7. The automata processing method of claim 5, wherein in the matching step, the second matching algorithm is applied in which when the regular expression pattern does not include the extended grammar, all the next states that move through each character starting from the starting state are simultaneously considered, and when a current state includes an acceptance state at a time when all characters are consumed, it is determined that there is the acceptance path.

8. An automata processing apparatus, comprising:

a processor; and

a memory configured to store a program executed by the processor,

wherein the processor generates a specific type of nondeterministic finite automata based on a regular expression pattern, and performs matching to check an acceptance path for a character string with respect to the nondeterministic finite automata.

9. The automata processing apparatus of claim 8, wherein the processor generates the nondeterministic finite automata by transforming each node to correspond to one character.

10. The automata processing apparatus of claim 8, wherein the processor transforms the regular expression pattern into a Glushkov automata according to a Glushkov construction to generate the nondeterministic finite automata.

11. The automata processing apparatus of claim 8, wherein the regular expression pattern is expressed as a regular expression or an extended regular expression, and the extended regular expression is applied with an extended grammar including a capture group, a dereference, a forward search, or a combination thereof.

12. The automata processing apparatus of claim 11, wherein the processor performs the matching by selectively applying a first matching algorithm or a second matching algorithm according to whether the regular expression pattern corresponds to the extended regular expression.

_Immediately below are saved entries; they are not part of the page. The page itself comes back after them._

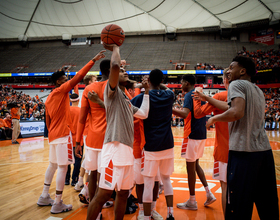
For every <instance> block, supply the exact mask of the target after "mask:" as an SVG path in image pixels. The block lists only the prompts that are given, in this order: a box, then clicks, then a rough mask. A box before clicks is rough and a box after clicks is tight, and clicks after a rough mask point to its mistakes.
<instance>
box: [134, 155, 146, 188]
mask: <svg viewBox="0 0 280 220" xmlns="http://www.w3.org/2000/svg"><path fill="white" fill-rule="evenodd" d="M134 180H135V183H136V184H138V185H140V184H144V177H143V175H142V174H141V158H138V159H134Z"/></svg>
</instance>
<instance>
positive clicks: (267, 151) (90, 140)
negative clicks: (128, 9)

13. The automata processing apparatus of claim 12, wherein the processor applies the first matching algorithm in which when the regular expression pattern includes the extended grammar, a path is searched by selecting one of several next states that moves through each character starting from a starting state, an unselected state is separately stored along with a position on the character string, when there is an acceptance path among paths progressed in a state selected first, matching is terminated, and when the acceptance path is not searched, a new path is searched based on a most recently stored state and position.

14. The automata processing apparatus of claim 12, wherein the processor applies the second matching algorithm in which when the regular expression pattern does not include the extended grammar, all the next states that move through each character starting from the starting state are simultaneously considered, and when a current state includes an acceptance state at a time when all characters are consumed, it is determined that there is the acceptance path.